Michael remembered their honeymoon in Malta, how they'd gone swimming at midnight in the Mediterranean, salt on their skin, laughter swallowed by the waves. Now they sat twenty feet apart and might as well have been on different continents. Their communication had devolved into discussions about grocery lists and their son's schedule, meaningful conversations replaced by the mundane rhythm of people who'd forgotten how to be lovers.
At dinner last night, Michael had found a piece of spinach stuck between his teeth halfway through Sarah's monologue about David's promotion. She'd laughed—that sharp new laugh she used with everyone except him now. He'd swallowed the spinach along with the words he'd wanted to say: I know where this is going. I know what happens next.
Their son's goldfish had died last week, floating belly-up in its bowl. Michael had flushed it while their son cried. Later, he'd found Sarah in the garage, weeping harder over the fish than she had over anything in years. 'It just kept swimming,' she'd said. 'It never even knew it was dying.' He'd thought: That's us. That's absolutely us.
Now lightning cracked the sky, illuminating Sarah's profile. David leaned in close, saying something private. She smiled—a real smile, the kind Michael hadn't seen directed at him in months. The game continued below, coaches shouting, parents cheering, children running bases that would matter so much to them one day and not at all the next.
Michael stood up.

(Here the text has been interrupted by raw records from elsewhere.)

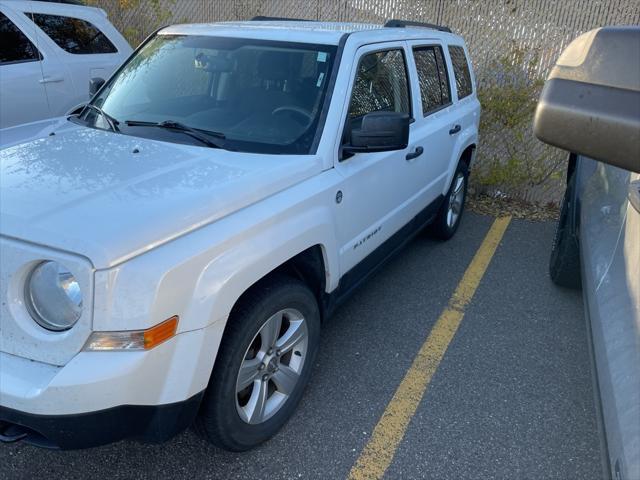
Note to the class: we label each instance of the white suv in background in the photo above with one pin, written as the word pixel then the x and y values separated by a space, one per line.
pixel 49 52
pixel 171 251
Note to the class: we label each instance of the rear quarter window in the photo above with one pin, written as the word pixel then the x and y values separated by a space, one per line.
pixel 461 71
pixel 74 35
pixel 15 47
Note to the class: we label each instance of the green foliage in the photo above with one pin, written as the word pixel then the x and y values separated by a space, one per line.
pixel 510 158
pixel 135 19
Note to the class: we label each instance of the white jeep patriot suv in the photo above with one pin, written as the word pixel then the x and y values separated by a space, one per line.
pixel 169 253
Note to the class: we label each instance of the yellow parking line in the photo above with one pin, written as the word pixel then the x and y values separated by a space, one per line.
pixel 388 433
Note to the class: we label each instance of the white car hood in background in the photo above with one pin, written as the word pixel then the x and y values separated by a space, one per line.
pixel 85 191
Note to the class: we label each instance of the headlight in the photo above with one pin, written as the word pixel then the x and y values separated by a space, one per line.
pixel 53 296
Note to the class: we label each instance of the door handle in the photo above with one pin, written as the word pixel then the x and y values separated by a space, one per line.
pixel 415 154
pixel 49 79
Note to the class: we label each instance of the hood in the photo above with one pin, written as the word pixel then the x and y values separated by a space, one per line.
pixel 85 191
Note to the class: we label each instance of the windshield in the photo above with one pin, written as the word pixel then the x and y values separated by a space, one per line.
pixel 243 94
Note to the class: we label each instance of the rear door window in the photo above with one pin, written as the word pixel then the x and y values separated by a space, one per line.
pixel 73 35
pixel 15 47
pixel 461 71
pixel 380 84
pixel 432 77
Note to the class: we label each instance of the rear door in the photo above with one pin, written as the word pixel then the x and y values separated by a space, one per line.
pixel 435 128
pixel 609 199
pixel 23 97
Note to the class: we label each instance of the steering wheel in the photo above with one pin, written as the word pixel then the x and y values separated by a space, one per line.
pixel 298 112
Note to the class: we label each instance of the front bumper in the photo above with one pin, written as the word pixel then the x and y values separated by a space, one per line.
pixel 101 397
pixel 152 424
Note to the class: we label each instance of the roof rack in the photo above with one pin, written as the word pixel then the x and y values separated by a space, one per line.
pixel 262 18
pixel 69 2
pixel 395 23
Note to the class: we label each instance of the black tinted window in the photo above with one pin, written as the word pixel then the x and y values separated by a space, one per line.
pixel 461 71
pixel 432 76
pixel 380 84
pixel 14 46
pixel 74 35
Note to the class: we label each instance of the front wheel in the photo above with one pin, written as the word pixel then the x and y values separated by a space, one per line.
pixel 450 213
pixel 564 263
pixel 264 362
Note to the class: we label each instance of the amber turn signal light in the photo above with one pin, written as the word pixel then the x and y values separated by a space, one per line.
pixel 161 332
pixel 133 339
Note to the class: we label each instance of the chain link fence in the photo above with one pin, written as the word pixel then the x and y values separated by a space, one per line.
pixel 513 45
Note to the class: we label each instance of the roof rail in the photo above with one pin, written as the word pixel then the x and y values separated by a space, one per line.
pixel 395 23
pixel 262 18
pixel 68 2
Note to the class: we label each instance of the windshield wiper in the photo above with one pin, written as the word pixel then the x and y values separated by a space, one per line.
pixel 112 122
pixel 197 133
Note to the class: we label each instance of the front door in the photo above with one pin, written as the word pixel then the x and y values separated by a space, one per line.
pixel 378 194
pixel 23 97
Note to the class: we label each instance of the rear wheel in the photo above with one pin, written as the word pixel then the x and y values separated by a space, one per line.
pixel 452 208
pixel 263 365
pixel 564 264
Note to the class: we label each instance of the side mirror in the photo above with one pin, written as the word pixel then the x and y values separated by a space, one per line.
pixel 95 84
pixel 590 103
pixel 380 132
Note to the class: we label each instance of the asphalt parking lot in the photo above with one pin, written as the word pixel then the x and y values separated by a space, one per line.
pixel 510 398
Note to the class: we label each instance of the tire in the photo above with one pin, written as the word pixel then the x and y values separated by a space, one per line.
pixel 445 226
pixel 564 264
pixel 230 417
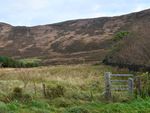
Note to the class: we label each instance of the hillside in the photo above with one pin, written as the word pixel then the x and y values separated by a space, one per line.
pixel 79 41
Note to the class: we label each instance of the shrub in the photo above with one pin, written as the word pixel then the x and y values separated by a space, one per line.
pixel 18 95
pixel 17 92
pixel 9 62
pixel 54 92
pixel 120 35
pixel 77 110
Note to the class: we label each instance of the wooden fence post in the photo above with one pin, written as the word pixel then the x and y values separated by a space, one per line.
pixel 130 85
pixel 44 89
pixel 139 85
pixel 107 85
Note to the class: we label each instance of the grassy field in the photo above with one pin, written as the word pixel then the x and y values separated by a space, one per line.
pixel 70 89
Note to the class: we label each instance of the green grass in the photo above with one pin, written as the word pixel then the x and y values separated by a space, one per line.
pixel 83 91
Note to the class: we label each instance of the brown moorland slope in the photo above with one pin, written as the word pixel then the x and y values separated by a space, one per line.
pixel 79 41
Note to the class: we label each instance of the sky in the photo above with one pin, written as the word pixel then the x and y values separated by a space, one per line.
pixel 40 12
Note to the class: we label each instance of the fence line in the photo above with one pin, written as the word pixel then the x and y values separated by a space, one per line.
pixel 109 87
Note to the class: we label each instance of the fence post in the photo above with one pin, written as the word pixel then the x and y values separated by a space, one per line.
pixel 107 76
pixel 130 85
pixel 44 89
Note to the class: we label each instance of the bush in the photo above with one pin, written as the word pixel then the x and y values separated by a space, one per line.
pixel 77 110
pixel 18 95
pixel 120 35
pixel 9 62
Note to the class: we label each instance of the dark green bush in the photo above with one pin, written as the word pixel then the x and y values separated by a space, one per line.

He didn't say goodbye. He didn't demand explanations. Some games, you knew you'd lost before the final out. Some fish died in bowls too small to keep them. Some marriages ended not with screaming matches or thrown dishes, but with the quiet realization that you were the only one still swimming.
The first raindrop hit his cheek as he walked toward the parking lot. Behind him, the game continued. Behind him, Sarah leaned closer to David. Lightning struck again, and in that flash, everything was clear as glass.